In the lab, Hodge sieved the dried pumpkin material, dosed it with heavy metals and observed the effects.
Chemical complications arose, however, that the young scientist said she did not expect.
When Hodge collected the results, she said, she was left with further questions.
“They weren’t exactly what I had anticipated, but I am looking into returning to Cornell, [changing] the procedure and perhaps [obtaining] some clearer results,” Hodge stated in an email.
Delwiche said that inconclusive data could positively affect Hodge’s learning process.
“To some extent, I felt bad, because she came all the way up here and none of the data made sense. But to some extent, maybe that’s a valuable interaction with science, and in some way, you might learn more from things going wrong the first time,” Delwiche said.
To obtain clearer data, Hodge said she is planning to return to Cornell to conduct another experiment.
“I am hoping to return, not only to tweak the procedure, but also to get a sweatshirt … I never got a Cornell sweatshirt!” Hodge said.
Inspired by a Brazilian study she heard on the radio that used banana peels to extricate heavy metals from waste water, Hodge contacted multiple universities in the Northeast to initiate her high school science fair project, she said. Prof. Walter was among the few that responded to her request.
“I think [Hodge] loved it up here. She really didn’t want to leave when she had to leave. I think she’s looking forward to coming back again to finish this experiment,” Walter said. “She came up with her mother, Brenda, and they both really seemed to like the campus, and they liked the atmosphere in our lab, so I hope we put on a positive representation for Cornell.”
Hodge was one of the top winners at Google’s first Global Science Fair, which selected three students out of the 10,000 applicants.
While at Cornell, she was filmed for a documentary about young women in science. In the past week, she was featured in WIRED magazine.

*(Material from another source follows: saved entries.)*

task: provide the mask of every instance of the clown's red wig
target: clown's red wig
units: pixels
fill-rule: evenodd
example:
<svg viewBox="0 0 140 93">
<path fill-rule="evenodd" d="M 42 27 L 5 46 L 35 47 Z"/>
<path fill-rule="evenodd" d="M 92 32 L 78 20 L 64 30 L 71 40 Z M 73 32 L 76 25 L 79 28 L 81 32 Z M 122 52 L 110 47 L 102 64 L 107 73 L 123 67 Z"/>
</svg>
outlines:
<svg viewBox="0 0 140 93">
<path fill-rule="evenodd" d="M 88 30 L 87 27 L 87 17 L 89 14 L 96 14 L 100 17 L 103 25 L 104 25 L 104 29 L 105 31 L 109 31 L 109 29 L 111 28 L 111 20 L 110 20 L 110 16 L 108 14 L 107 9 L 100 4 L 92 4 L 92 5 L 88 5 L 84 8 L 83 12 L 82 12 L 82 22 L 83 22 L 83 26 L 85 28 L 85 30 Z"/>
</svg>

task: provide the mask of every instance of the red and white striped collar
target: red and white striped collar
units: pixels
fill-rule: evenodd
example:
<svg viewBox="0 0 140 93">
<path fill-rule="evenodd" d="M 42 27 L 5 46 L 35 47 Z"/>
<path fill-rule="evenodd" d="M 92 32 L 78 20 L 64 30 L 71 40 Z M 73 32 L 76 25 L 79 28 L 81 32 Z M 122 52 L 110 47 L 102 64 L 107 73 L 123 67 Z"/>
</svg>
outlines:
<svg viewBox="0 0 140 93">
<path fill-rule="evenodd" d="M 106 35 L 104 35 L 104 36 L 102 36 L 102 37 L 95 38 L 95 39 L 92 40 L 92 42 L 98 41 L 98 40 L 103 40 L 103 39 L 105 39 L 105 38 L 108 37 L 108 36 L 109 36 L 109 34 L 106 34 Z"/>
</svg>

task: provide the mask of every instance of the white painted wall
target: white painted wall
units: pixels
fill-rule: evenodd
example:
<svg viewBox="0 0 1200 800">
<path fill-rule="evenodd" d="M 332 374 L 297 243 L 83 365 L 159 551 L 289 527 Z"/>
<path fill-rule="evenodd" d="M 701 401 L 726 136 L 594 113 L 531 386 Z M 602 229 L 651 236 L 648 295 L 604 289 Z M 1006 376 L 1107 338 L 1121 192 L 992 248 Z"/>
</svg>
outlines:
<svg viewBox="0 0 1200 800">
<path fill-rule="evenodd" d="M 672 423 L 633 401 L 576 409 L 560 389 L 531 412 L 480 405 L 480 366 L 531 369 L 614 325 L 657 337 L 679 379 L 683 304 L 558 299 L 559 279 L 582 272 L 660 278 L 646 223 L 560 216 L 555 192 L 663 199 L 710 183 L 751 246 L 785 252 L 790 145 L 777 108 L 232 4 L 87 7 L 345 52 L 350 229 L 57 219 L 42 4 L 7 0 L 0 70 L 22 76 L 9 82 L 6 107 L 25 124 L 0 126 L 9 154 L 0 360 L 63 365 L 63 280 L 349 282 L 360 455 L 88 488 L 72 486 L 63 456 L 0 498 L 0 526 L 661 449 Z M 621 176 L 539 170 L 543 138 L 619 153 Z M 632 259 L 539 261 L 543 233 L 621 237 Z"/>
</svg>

Regarding the media attention, Hodge said, “I could do without being interviewed, but if it motivates other kids, then that’s a good thing.”
Hodge expressed gratitude for Walter’s guidance on her experiment.
“For most young scientists, the most difficult aspect of conducting research is deciding on a topic. For me, the most difficult part was finding a mentor and a lab. We have a university and a college in York, Pennsylvania, but neither were able to assist with what I wanted to do,” Hodge said.